Altria ist ein global tätiger Tabak- und Nahrungsmittelkonzern. Zum Unternehmen gehören unter anderem Marlboro USA, mit einem US-Marktanteil von nahezu 50%.

Schlummernde Werte

Das Hauptgeschäft entfällt zwar auf Zigaretten. Der Konzern besitzt aber allerlei Beteiligungen.
Darunter Chateau Ste. Michelle, der älteste Weinhersteller der USA. 45% am Cannabis-Hersteller Cronos, 35% an der Vaporizer-Marke Juul.
Darüber hinaus hat man eine eigene Investment-Tochter.

Die wichtigste Beteiligung ist aber sicherlich ein Aktienpaket von 12,2% an Anheuser Busch. Derzeitiger Wert über 12 Mrd. USD und somit fast ein Sechstel des Börsenwerts von Altria.

Ein bedeutender Teil der Unternehmensbewertung wird also bereits durch die Beteiligungen abgedeckt.
Als Investor hat man also einen gewissen Puffer, wenn das operative Geschäft ebenfalls attraktiv bewertet ist.

Gegen den Trend

Zigaretten sind keine Wachstumsbranche. Die Zahl der Raucher ist weltweit leicht rückläufig, wenn es auch Regionen gibt, in denen das anders aussieht.

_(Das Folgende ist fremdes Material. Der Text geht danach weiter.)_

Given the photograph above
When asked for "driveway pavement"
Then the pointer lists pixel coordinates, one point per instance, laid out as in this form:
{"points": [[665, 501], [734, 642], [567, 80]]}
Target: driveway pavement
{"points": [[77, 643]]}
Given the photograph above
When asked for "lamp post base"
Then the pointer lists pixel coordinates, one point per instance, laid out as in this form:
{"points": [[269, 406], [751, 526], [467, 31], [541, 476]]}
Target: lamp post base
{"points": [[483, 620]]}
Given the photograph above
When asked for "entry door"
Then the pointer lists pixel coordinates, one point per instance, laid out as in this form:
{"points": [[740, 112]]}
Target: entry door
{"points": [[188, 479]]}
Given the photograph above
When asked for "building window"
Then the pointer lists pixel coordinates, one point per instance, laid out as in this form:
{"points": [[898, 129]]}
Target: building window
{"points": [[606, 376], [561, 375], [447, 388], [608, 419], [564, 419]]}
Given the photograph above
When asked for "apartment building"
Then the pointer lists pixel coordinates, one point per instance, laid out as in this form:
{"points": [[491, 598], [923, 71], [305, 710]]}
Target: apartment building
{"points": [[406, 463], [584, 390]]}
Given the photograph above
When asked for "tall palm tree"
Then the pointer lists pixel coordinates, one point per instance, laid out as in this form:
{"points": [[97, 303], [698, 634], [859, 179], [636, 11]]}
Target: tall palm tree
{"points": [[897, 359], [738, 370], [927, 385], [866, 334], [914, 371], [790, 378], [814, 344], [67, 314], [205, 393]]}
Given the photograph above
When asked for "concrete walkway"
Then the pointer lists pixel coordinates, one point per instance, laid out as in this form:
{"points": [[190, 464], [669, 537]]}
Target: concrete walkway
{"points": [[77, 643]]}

Dennoch ist es Altria gelungen, den Umsatz in den letzten zehn Jahren von 16,89 auf 19,79 Mrd. USD zu steigern.
Gleichzeitig hat sich die Profitabilität verbessert, die operative Marge ist mit 53% außerordentlich hoch.
Der operative Gewinn kletterte im selben Zeitraum von 1,90 auf 4,22 USD je Aktie.

Der freie Cashflow hat sich im selben Zeitraum nahezu verdreifacht und lag zuletzt bei 7,59 Mrd. USD.
Das Geschäft ist also nicht kapitalintensiv, sonst hätte man sich all die Beteiligungen auch nicht leisten können.

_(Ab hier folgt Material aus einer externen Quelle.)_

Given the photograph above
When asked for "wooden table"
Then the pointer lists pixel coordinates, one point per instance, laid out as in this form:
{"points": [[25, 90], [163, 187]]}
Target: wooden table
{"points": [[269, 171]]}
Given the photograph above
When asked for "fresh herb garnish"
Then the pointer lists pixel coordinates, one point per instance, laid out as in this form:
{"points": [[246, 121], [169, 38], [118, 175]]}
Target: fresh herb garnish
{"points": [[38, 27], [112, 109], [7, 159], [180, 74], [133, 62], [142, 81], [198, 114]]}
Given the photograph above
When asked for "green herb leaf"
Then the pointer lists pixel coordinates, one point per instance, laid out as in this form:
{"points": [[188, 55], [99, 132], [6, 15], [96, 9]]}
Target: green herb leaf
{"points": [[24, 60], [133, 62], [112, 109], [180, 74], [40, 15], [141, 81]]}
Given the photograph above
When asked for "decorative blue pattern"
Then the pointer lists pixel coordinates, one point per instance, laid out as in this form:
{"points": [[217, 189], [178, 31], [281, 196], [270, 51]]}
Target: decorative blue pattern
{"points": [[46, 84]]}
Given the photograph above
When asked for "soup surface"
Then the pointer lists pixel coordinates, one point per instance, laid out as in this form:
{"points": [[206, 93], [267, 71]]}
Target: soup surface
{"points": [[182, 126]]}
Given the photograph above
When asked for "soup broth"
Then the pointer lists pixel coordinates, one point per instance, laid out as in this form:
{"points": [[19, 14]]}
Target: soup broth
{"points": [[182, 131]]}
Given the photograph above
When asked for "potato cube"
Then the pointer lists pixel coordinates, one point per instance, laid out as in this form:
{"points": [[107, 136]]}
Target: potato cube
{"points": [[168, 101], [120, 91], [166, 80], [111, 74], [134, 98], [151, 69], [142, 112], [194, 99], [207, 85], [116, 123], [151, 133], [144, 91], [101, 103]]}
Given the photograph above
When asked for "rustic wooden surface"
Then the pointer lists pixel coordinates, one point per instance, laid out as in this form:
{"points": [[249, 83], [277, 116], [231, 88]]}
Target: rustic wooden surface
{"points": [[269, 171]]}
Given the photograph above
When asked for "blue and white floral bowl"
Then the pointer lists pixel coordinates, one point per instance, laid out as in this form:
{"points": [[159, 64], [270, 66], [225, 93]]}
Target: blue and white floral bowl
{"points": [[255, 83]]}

Die Dividendenrendite liegt bei 7,86% und dürfte einer der Hauptgründe für einen Kauf der Aktie sein.
Ein Blick auf den Cashflow zeigt, dass sich Altria diese Zahlung tatsächlich leisten kann.

Massiver Gewinneinbruch?

Das dürfte den ein oder anderen Anleger wundern, hat man im Vorjahr doch einen Verlust gemeldet.
Die Betonung liegt wieder mal auf „gemeldet“.

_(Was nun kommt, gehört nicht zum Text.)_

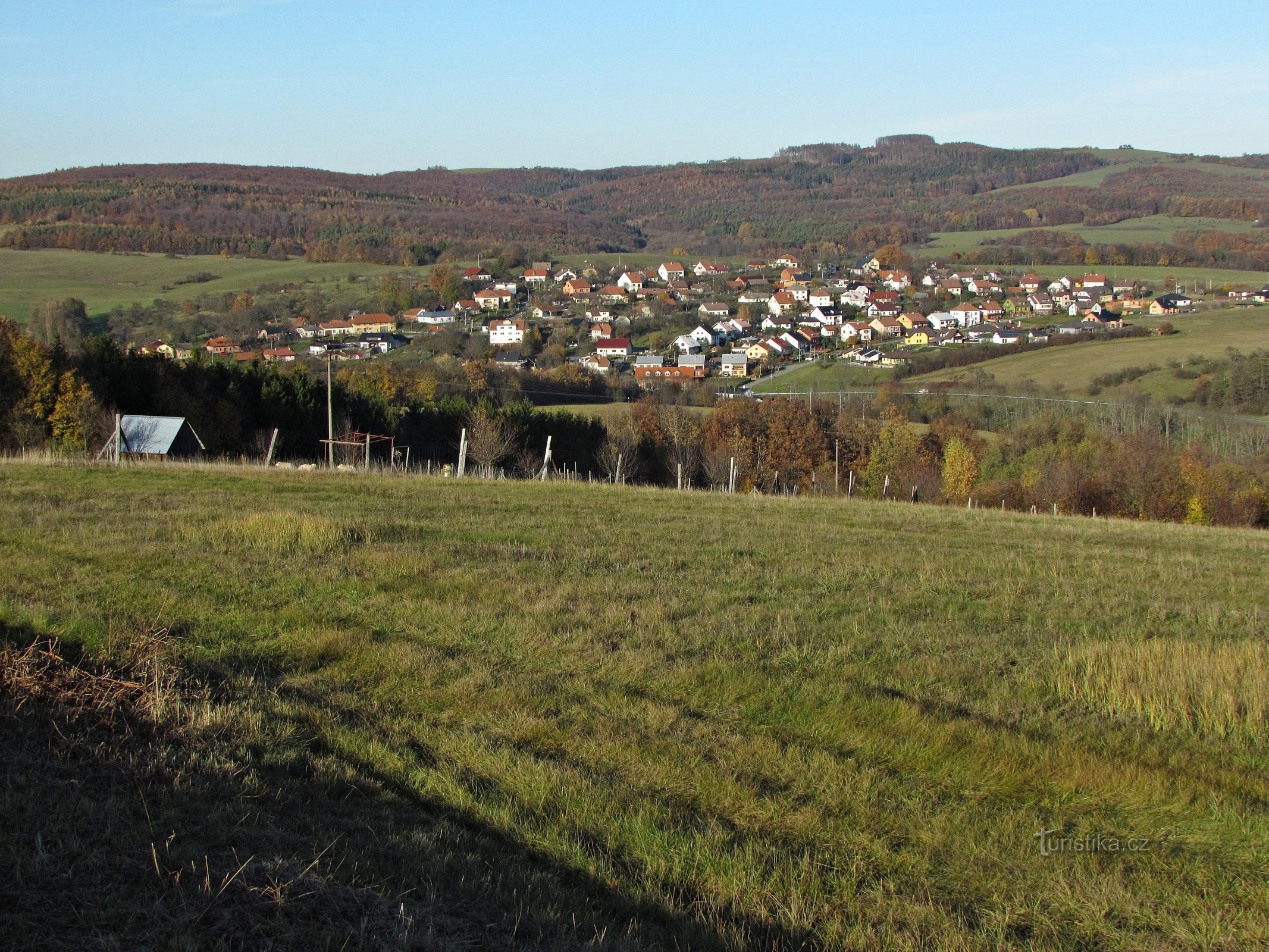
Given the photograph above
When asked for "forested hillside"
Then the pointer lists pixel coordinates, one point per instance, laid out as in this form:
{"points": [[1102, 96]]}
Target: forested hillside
{"points": [[823, 197]]}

Altria musste Milliarden auf die Investments von Juul und Cronos abschreiben. Das ist zwar nicht erfreulich, wahrscheinlich hat man Milliarden in den Sand gesetzt. Das Geld ist aber bereits damals abgeflossen, heute sind die Beteiligungen nur noch Buchhaltungsposten.
Am operativen Geschäft ändert das nichts und es hat auch keinen Einfluss auf den real erwirtschafteten Gewinn.

Man kann daraus auch etwas lernen: Investiere nicht in Hypes.

Wie läuft es aktuell?

Wir haben bereits gesehen, dass die langfristige Unternehmensentwicklung überzeugender ist.
Trotz der Abschreibungen hat man operativ Milliarden verdient.
Wie sieht es aber derzeit aus?

Im ersten Halbjahr ist der Umsatz um 3,9% auf 12,73 Mrd. USD gestiegen. Das Ergebnis legte um 8,5% auf 2,18 USD je Aktie zu.

Die Dividende wurde von 0,84 auf 0,86 USD je Quartal angehoben. Daraus ergibt sich eine Rendite von 7,86%.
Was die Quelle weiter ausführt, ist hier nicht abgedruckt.